X-Message-Number: 8989
Date: Mon, 12 Jan 1998 08:05:14 -0700
From: David Brandt-Erichsen <>
Subject: Oregon - hard to find a doctor

ASSOCIATED PRESS wire story
dated Jan 12/98 3:31 AM EST
-------------------------------------------------------------------------

DYING MAN FINDS LITTLE HELP IN OREGON ASSISTED SUICIDE LAW

   PORTLAND, Ore. (AP) -- A man dying of lung and kidney cancer could not
   find a doctor willing to help him end his life before it was too late,
   despite overwhelming voter reapproval of the nation's first
   assisted-suicide law.

   Ray Frank, 56, told his ex-wife, Noranne Clayton, in October that his
   doctor wanted him to consider an experimental treatment, but if didn't
   work, he wanted to die.

   At the time, the assisted-suicide law still was under a federal court
   injunction that had blocked it from going into effect pending a
   November vote on a measure to repeal it.

   Frank and his ex-wife talked about guns, but they decided against it.
   Noranne promised him that if he wanted her to, she would find a way to
   help him die, but she burst into tears after leaving his hospital
   room.

   Frank's daughter, Christina, was on a Portland State University
   internship in France when she got the call from Noranne. She took the
   first flight out.

   When Christina arrived home and saw her father, the twinkle was gone
   from his eyes. Everyone was trying to be optimistic and polite, but
   "my Dad was a totally different person. He was old. And I just kind of
   knew," she said.

   Christina had talked with her father about assisted suicide, and had
   agreed it should be considered.

   But her brother, Ed, and their mother, Regine Alquier, oppose assisted
   suicide. They believe that God chooses the time of death and would not
   let a person suffer unduly.

   Christina told her father that if he was considering
   physician-assisted suicide, he should not be afraid to talk to her
   about it. Ray had given Christina power of attorney for his health
   care, and told her he'd raised the subject with his doctor.

   In the second week in November, after voters reaffirmed the Death With
   Dignity Act, word came the court injunction had been lifted.

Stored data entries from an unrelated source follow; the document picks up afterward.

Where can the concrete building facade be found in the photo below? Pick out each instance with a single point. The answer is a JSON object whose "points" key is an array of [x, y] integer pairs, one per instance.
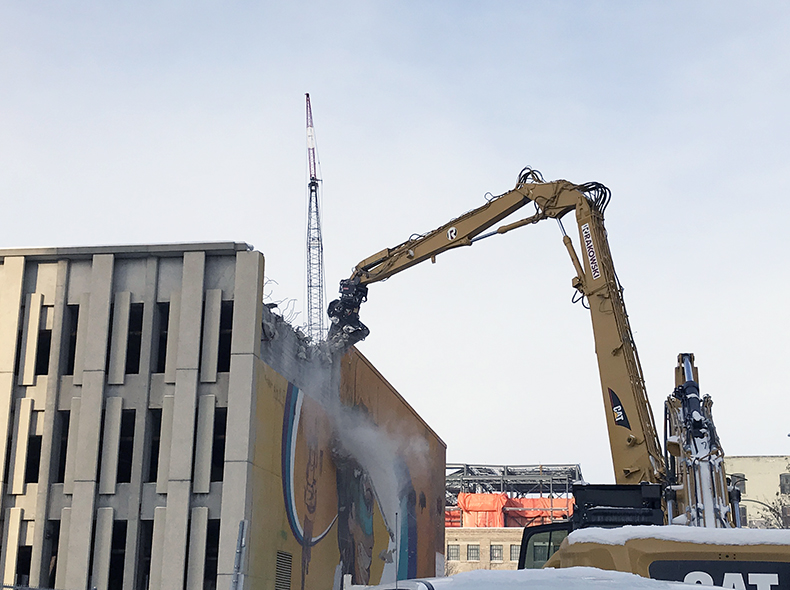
{"points": [[764, 481], [136, 411]]}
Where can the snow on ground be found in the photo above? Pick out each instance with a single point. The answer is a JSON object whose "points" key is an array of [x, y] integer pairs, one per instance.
{"points": [[618, 536], [574, 578]]}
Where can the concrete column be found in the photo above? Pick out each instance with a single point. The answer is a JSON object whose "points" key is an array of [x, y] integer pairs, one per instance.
{"points": [[197, 549], [11, 545], [39, 565], [158, 549], [71, 445], [63, 548], [139, 450], [208, 364], [24, 412], [27, 359], [204, 443], [112, 438], [173, 325], [82, 338], [102, 546], [92, 398], [10, 303], [119, 338], [242, 392], [165, 436], [184, 406]]}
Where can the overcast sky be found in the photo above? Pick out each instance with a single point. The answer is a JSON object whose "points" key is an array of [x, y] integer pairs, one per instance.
{"points": [[146, 122]]}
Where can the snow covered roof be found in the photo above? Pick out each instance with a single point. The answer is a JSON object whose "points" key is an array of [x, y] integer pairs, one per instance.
{"points": [[619, 536]]}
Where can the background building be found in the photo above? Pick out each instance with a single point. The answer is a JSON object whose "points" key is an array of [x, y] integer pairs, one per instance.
{"points": [[154, 413], [488, 506], [764, 481]]}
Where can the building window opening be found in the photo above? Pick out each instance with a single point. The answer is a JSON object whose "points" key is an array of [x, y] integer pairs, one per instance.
{"points": [[784, 483], [212, 555], [18, 359], [42, 351], [53, 538], [739, 481], [282, 571], [218, 445], [134, 340], [72, 317], [33, 458], [453, 552], [108, 349], [126, 446], [473, 553], [496, 552], [63, 440], [155, 417], [515, 550], [146, 546], [162, 322], [225, 336], [117, 555], [23, 564]]}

   Frank asked his doctor to help him die, but the doctor said he would
   not write Ray a lethal prescription, and suggested hospice care.

   But Frank feared he would be trapped, hooked up to morphine, until his
   body shut down.

   Noranne Clayton called doctors, one by one.

   "I have a friend with terminal renal cancer who is in great
   discomfort," she told each nurse she spoke to. "Do you have a doctor
   who can assist him in leaving his life?"

   The answer, though polite, was always the same: We can't help you.

   In desperation, she called her dog's veterinarian. She asked a dozen
   friends where she could get barbiturates. She got on the Internet and
   found numbers for right-to-die groups.

   One of Noranne's calls was to the right-to-die organization Compassion
   in Dying, whose executive director, Barbara Coombs Lee, found a doctor
   willing to help.

   But when Dr. Nancy Crumpacker met Frank and examined him, she did not
   think he would make it through the law's minimum 15-day waiting
   period.

   Only three times before, in her 15 years as an oncologist, had
   patients asked her to help them die. But she had been unable to do so.
   Frank was the first person to seek her help under the law.

   Frank was grateful, but just two days later, on Thanksgiving Day, he
   died, shortly after telling his daughter, "Do something."